寿以輝はコメントはせずに後楽園を後にした。
父は、息子の今後について独特の言い回しでメッセージを伝えた。
「これ(黒星)をええもんにするか、“ああ最悪だった”にするかは、本人次第。僕はなんも言えん。まわりが、やいのやいの、親としても言ってはいかんのかな。納得するならそれ(引退)でいい。(納得)せんというならやればいい。ただ、辰吉風で言葉を入れさせてもらうなら、オレならリマッチする」
父としてそして一人のボクサーとして複雑に気持ちが揺れ動く。
そして再び立ち上がれと激を飛ばす。
「負けてから強くなるのが辰吉やん。負けを知らんかったら強くなれん。オレは立ったまま失神やん。立ったまま失神してみい。立ったまま失神したら認めたる。倒れた失神なら誰でもできる。オレは負けた次の日に走った。試合後は体が痛くなるから。寿以輝も(明日)走らなあかんやろ。誰にことわってKO負けしてんねん」
父の丈一郎は、1999年8月に大阪ドームでウィラポン・ナコンルアンプロモーション(タイ)と再戦したが7回に立ったまま失神するという壮絶なTKO負けを喫した。その後、王座に返り咲くことはなかったが、2年後に再起している。

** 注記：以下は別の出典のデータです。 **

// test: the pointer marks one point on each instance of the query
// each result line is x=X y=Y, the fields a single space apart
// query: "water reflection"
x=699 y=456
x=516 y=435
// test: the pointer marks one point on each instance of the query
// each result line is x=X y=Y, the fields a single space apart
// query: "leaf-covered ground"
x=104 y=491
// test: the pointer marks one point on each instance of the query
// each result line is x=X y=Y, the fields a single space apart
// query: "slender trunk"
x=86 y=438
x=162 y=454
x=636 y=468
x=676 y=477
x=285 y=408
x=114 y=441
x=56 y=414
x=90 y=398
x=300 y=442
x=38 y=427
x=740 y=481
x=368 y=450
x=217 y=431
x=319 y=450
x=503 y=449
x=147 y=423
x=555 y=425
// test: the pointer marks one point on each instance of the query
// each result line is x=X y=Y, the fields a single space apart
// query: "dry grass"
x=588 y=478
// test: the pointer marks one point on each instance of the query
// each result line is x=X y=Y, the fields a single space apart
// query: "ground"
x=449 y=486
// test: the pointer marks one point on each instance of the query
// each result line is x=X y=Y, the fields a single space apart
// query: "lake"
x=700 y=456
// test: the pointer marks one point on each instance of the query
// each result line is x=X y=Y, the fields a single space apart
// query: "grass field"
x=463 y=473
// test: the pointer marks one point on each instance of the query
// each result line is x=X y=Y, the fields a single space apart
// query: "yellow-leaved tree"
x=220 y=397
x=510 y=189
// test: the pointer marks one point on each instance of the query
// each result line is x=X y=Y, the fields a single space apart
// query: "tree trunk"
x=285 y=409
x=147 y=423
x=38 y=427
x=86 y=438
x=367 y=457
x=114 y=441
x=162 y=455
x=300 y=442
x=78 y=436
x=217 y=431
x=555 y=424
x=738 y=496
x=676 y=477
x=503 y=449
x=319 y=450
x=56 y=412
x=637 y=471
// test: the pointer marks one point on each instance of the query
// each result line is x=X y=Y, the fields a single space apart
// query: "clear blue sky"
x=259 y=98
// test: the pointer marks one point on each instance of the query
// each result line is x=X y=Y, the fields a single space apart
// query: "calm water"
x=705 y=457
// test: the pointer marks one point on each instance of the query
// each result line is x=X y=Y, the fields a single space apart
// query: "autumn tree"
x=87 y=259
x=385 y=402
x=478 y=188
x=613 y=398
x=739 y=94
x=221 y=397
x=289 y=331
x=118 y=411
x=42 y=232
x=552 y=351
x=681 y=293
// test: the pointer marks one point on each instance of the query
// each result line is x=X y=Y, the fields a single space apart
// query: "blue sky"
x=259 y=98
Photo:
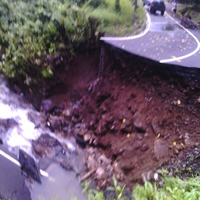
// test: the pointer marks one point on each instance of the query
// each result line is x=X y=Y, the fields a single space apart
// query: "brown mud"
x=132 y=115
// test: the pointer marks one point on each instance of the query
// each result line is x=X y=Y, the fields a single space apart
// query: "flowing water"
x=60 y=184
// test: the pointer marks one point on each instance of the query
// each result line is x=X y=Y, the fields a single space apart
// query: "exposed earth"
x=131 y=115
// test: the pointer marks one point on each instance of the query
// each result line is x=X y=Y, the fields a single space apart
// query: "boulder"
x=28 y=166
x=48 y=146
x=140 y=126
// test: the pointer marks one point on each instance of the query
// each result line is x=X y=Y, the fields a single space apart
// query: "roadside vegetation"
x=168 y=188
x=33 y=32
x=189 y=8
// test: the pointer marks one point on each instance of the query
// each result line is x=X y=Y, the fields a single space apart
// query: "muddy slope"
x=137 y=113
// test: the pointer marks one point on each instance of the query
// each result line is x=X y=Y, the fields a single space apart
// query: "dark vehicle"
x=157 y=5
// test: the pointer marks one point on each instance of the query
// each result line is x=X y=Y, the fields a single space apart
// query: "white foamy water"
x=60 y=183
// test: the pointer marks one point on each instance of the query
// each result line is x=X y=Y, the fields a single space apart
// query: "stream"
x=26 y=124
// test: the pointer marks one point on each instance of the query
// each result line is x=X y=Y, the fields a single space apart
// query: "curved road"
x=165 y=40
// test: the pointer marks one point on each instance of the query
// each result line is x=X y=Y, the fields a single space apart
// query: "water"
x=69 y=190
x=60 y=183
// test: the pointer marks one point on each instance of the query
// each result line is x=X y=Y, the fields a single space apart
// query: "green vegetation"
x=193 y=11
x=30 y=30
x=169 y=188
x=124 y=22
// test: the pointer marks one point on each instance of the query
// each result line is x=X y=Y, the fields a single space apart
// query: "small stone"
x=104 y=160
x=139 y=126
x=144 y=147
x=87 y=137
x=99 y=172
x=160 y=148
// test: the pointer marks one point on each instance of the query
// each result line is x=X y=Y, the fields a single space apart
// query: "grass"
x=193 y=12
x=124 y=22
x=169 y=188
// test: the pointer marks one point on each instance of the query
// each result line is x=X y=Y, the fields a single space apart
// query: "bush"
x=29 y=31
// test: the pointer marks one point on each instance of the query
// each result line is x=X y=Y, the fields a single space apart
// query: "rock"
x=109 y=195
x=140 y=127
x=47 y=105
x=5 y=124
x=48 y=146
x=144 y=147
x=28 y=166
x=101 y=128
x=80 y=141
x=104 y=160
x=55 y=123
x=155 y=126
x=99 y=172
x=160 y=148
x=67 y=112
x=87 y=137
x=126 y=128
x=149 y=176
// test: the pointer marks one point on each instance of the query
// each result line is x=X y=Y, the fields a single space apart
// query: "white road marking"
x=187 y=55
x=43 y=173
x=131 y=37
x=147 y=29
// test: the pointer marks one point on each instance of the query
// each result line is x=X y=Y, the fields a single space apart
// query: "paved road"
x=12 y=183
x=165 y=41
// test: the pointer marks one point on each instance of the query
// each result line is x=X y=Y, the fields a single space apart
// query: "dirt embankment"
x=131 y=114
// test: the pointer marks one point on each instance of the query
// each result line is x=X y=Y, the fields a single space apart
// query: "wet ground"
x=135 y=117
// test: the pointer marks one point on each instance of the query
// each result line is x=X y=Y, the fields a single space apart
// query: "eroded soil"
x=131 y=115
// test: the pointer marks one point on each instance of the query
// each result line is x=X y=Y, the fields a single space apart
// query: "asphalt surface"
x=165 y=41
x=12 y=183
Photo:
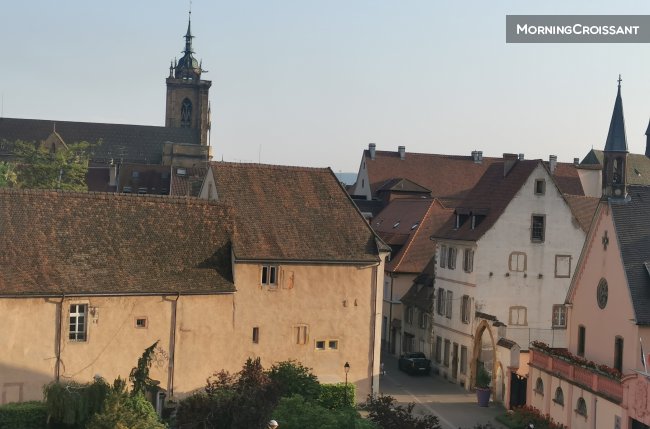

吉井会長も「将来が閉ざされたわけじゃない。やるというならもちろん(チャンスは)ある」と再起舞台を用意する考えを明かした。
父のボクシング人生はまさに雪辱の人生だった。プロ7戦目で世界のベルトを手にしたが、網膜裂孔でブランクを作り、ビクトル・ラバナレス(メキシコ)に敗れて王座陥落もリベンジを果たした。薬師寺保栄との世紀の一戦で判定負けし、変則サウスポーのダニエル・サラゴサ(メキシコ)に2度敗れながら、シリモンコン・シンワンチャー(タイ)から劇的な勝利で5年越しに世界のベルトを奪還した。
カリスマの血を引く寿以輝の本当のボクシング人生も敗戦の屈辱から始まるのかもしれない。